Running TensorFlow on Android Things

In May of 2017 Google announced its TensorFlow library’s version dedicated for mobile devices, back then called TensorFlow Lite. Later they rebranded it as TensorFlow Mobile. Google used a process called Quantization, which is basically a way to represent neural network’s structure using lower than 32bit floating point computer formats. In the case of TensorFlow Mobile, the 8bit fixed point format is being used.

The whole point of this library is to use it on low-power devices with limited storage since “traditional” deep neural nets can be both huge in size (hundreds of megabytes) and very demanding in computationally (which requires powerful hardware and a lot of energy).

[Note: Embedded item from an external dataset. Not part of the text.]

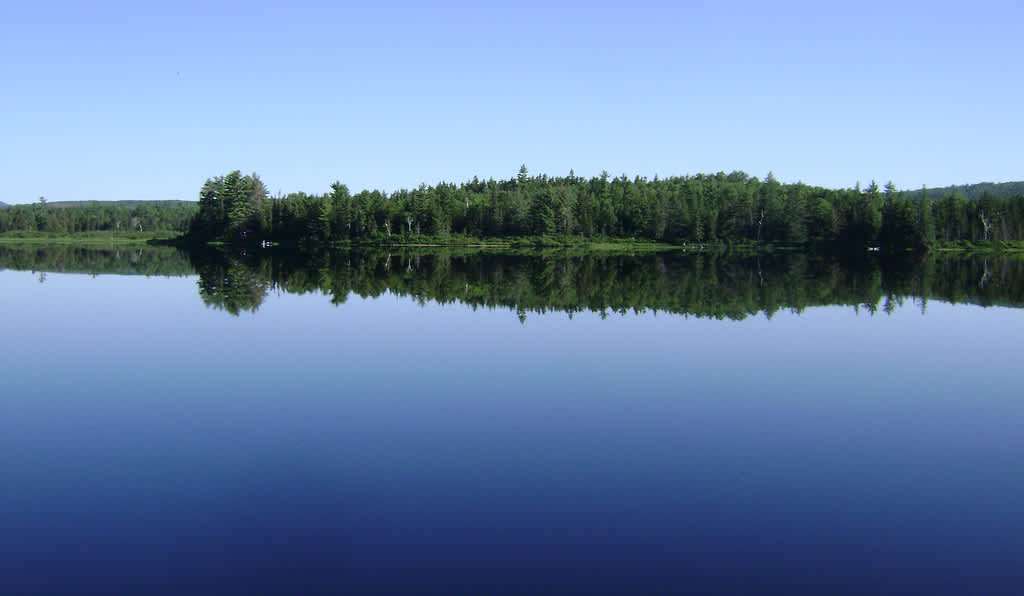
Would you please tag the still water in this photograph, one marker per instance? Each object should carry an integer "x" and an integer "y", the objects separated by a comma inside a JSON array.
[{"x": 336, "y": 433}]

I decided to give it a try on my Raspberry Pi 3 board running Android Things developer preview 4.1. The code I used and the schematics are available on my GitHub. The network used is pre trained Google Inception model.

Here is the setup I used. The camera is an old 5-megapixel module from 2013. The picture quality isn’t too great by today’s standards. I used slightly modified soldering gripper as a makeshift tripod.

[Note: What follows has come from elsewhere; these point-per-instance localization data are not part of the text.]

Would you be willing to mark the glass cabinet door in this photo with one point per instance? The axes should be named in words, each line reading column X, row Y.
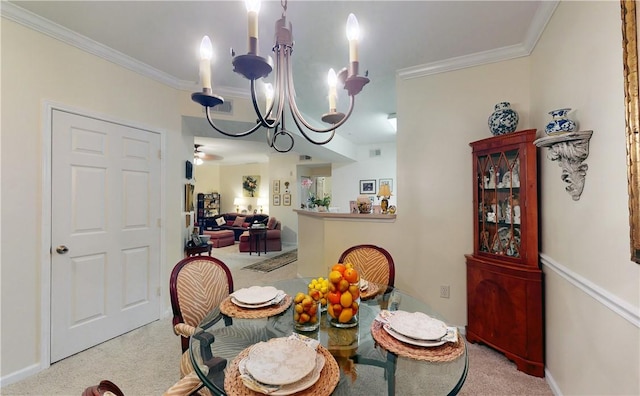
column 499, row 210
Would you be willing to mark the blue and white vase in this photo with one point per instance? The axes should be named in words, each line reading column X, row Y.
column 560, row 123
column 503, row 120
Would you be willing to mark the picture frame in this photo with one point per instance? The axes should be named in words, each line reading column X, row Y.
column 368, row 186
column 386, row 181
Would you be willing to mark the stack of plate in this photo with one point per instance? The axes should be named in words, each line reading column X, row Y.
column 257, row 296
column 416, row 328
column 281, row 366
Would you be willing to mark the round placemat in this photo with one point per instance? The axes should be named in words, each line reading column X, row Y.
column 329, row 377
column 371, row 291
column 230, row 309
column 443, row 353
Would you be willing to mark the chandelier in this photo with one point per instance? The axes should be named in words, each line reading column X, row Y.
column 281, row 93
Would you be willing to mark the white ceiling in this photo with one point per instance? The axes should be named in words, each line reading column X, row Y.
column 399, row 38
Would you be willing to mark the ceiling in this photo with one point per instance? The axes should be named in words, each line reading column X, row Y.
column 398, row 38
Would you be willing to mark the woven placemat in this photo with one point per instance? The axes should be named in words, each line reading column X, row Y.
column 230, row 309
column 443, row 353
column 371, row 291
column 329, row 377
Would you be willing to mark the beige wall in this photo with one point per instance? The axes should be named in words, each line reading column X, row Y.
column 585, row 243
column 37, row 70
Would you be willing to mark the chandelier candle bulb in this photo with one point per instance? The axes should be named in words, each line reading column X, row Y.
column 353, row 34
column 253, row 7
column 206, row 53
column 332, row 79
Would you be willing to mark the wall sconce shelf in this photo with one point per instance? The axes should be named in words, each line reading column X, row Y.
column 570, row 150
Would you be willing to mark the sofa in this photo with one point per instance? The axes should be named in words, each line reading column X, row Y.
column 274, row 241
column 237, row 222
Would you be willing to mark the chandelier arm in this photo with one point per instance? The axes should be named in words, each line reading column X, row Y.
column 309, row 138
column 296, row 113
column 241, row 134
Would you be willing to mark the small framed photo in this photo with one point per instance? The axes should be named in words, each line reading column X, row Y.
column 367, row 186
column 387, row 181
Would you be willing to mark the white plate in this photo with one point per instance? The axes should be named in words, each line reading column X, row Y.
column 280, row 361
column 297, row 386
column 261, row 305
column 417, row 325
column 410, row 340
column 255, row 294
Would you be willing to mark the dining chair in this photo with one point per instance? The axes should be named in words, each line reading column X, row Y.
column 198, row 284
column 374, row 263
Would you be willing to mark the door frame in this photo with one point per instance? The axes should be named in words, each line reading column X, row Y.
column 45, row 232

Architecture sample app first screenshot Quick and dirty setup

TensorFlow first prediction It recognizes the conch shell with 51% certainty

Schematics of the project:

Schematics

Here are some other examples of the network at work:

Coffee mug example

Orange example

Of course, the network isn’t perfect:

Egg example

The whole app’s size is ~70MB. Keep in mind all the app’s work is done offline, contained in a tiny RP3 body. It takes under one second to do the inference on the picture. I think future looks particularly promising with the advances in hardware (new cheaper and more powerful IoT platforms) and machine learning algorithms.